The current situation of the US looks remarkably similar to that of the collapse of the USSR in 1991. Dmitri Orlov already noted in his Reinventing Collapse (2008) how the two superpowers had similar social and economic structures and that, hence, they had to follow similar paths toward collapse.
In the USSR, the state was in the hands of a clique of oligarchs who absorbed most of the state’s resources. The collapse arrived shortly after the retreat from Afghanistan, which had taken a heavy toll on Soviet resources. A little more than 30 years later, the US retreated from Afghanistan as well, although their unwinnable war may be more the conflict in Ukraine. In any case, the US is also in the hands of a bunch of parasitic oligarchs who don’t seem to be doing anything except funneling the country’s wealth into their bank accounts. Similar conditions lead to similar outcomes.
Note also that the elite shuffle in the USSR corresponded to the stalling of Soviet crude oil production. Today, the US elite shuffle is taking place exactly when the peak of shale oil is arriving. We’ll have to wait to see whether shale oil is really facing a phase of terminal decline, but it may well be the case. Reduced oil production constrains the system's economic output, highlighting the need for an elite shuffle.

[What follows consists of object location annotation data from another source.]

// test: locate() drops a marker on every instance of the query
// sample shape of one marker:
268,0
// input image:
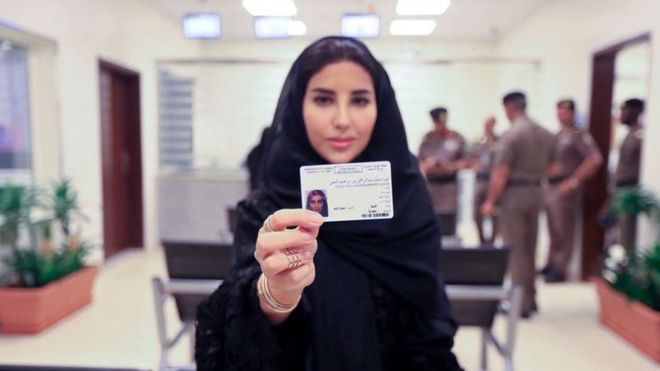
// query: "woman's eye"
322,100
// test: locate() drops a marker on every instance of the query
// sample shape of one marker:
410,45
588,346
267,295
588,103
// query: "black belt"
627,183
524,183
441,178
557,179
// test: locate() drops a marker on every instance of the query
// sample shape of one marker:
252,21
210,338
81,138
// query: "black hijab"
400,254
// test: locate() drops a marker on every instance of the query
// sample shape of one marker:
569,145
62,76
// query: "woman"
316,201
346,296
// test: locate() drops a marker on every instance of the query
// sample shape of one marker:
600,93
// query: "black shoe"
554,277
527,314
545,270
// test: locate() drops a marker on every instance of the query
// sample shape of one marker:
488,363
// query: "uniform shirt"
627,169
484,153
573,146
445,150
527,149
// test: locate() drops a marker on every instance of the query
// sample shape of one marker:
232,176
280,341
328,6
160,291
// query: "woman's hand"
286,256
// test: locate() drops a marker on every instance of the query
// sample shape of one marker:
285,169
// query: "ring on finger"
267,227
294,257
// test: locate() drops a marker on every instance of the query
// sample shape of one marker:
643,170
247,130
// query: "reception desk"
192,205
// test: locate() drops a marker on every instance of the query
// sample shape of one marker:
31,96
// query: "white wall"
564,35
236,98
126,32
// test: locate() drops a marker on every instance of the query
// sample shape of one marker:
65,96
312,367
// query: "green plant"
35,269
636,275
40,263
636,201
16,202
64,204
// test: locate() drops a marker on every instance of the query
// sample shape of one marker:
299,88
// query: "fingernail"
307,255
307,236
316,218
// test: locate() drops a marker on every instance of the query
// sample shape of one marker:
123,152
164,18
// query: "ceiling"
465,19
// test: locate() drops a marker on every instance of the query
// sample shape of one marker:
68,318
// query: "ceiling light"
297,28
412,27
422,7
278,27
270,8
360,25
202,26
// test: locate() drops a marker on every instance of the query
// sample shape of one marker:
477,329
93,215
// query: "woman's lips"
341,143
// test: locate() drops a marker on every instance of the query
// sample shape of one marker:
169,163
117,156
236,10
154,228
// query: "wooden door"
121,158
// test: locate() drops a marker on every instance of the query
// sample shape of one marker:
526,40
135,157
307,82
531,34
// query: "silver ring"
294,257
267,227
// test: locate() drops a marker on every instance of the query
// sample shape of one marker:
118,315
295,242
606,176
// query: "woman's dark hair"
567,103
318,192
437,112
516,98
331,50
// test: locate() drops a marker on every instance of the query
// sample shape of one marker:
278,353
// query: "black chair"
474,279
195,270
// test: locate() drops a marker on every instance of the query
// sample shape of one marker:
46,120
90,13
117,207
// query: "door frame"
600,128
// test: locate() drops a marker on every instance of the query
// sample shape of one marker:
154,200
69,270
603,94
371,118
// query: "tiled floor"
119,329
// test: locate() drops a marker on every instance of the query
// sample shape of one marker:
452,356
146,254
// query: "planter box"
30,310
635,322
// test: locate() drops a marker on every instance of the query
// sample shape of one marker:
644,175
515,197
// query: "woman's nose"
342,117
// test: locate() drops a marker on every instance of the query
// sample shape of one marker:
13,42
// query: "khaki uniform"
443,184
573,147
484,154
627,176
528,150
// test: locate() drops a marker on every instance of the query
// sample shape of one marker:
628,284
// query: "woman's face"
339,109
316,203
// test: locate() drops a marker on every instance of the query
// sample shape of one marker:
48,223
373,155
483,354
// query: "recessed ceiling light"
360,25
422,7
278,27
412,27
297,28
270,8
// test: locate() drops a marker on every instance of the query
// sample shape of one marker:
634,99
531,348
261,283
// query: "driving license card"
356,191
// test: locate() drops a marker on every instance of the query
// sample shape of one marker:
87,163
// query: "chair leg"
484,349
159,299
192,332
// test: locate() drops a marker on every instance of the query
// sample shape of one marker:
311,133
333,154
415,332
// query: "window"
15,149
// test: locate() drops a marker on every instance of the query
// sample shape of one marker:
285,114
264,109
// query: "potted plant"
44,280
629,291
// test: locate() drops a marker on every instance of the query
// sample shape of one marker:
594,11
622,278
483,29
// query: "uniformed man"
526,155
482,156
627,170
441,156
579,159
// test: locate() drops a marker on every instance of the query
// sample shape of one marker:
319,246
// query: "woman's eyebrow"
323,90
362,92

And that’s how certain things happen.
Revolutions are unavoidable but not good.
Revolutions may be unavoidable, but they are not good things - rarely bloodless. The ongoing one in the US has incredible forward momentum but also plenty of chances to fail. The old elites still control the US military apparatus: they may decide to do nothing, as the Red Army did in 1991, or they may decide to use force to stop Trump and his followers. Tanks rolling in Washington? Why not? History rolls when it decides to. Or more simply, the revolution may lose its momentum because of internal squabbles, or a determined resistance by some of the old elites. In these cases, the problems with the overexpanded US elite will be postponed but not solved. Waiting too long before reforming the system is the recipe that leads to an even worse Seneca Collapse.
The new Elite taking power in Washington seems to be mainly a group of technocrats who earn their wealth and power by controlling the Internet and the communication system in the West. They come together with an ideology, “Magaism,” that carries a nasty streak of violence and racism. Fortunately, our times seem to be a little less violent than old ones. We may see plenty of heads rolling in the near future but, hopefully, only in a virtual sense. The old oligarchs will be told to retire to their mansions and stay quiet. And they will be very happy to have gotten off so lightly!
In any case, apart from Trump’s unhinged ramblings and his followers’ mad proclaims, the US badly needs to abandon its imperial ambitions, reduce its military presence overseas, concentrate its resources on its territory, and rebuild an economic system that doesn’t depend on robbing other countries. Whether that will be possible is all to be seen. Russia succeeded at doing that, but it was not painless for the Russian people. Not at all.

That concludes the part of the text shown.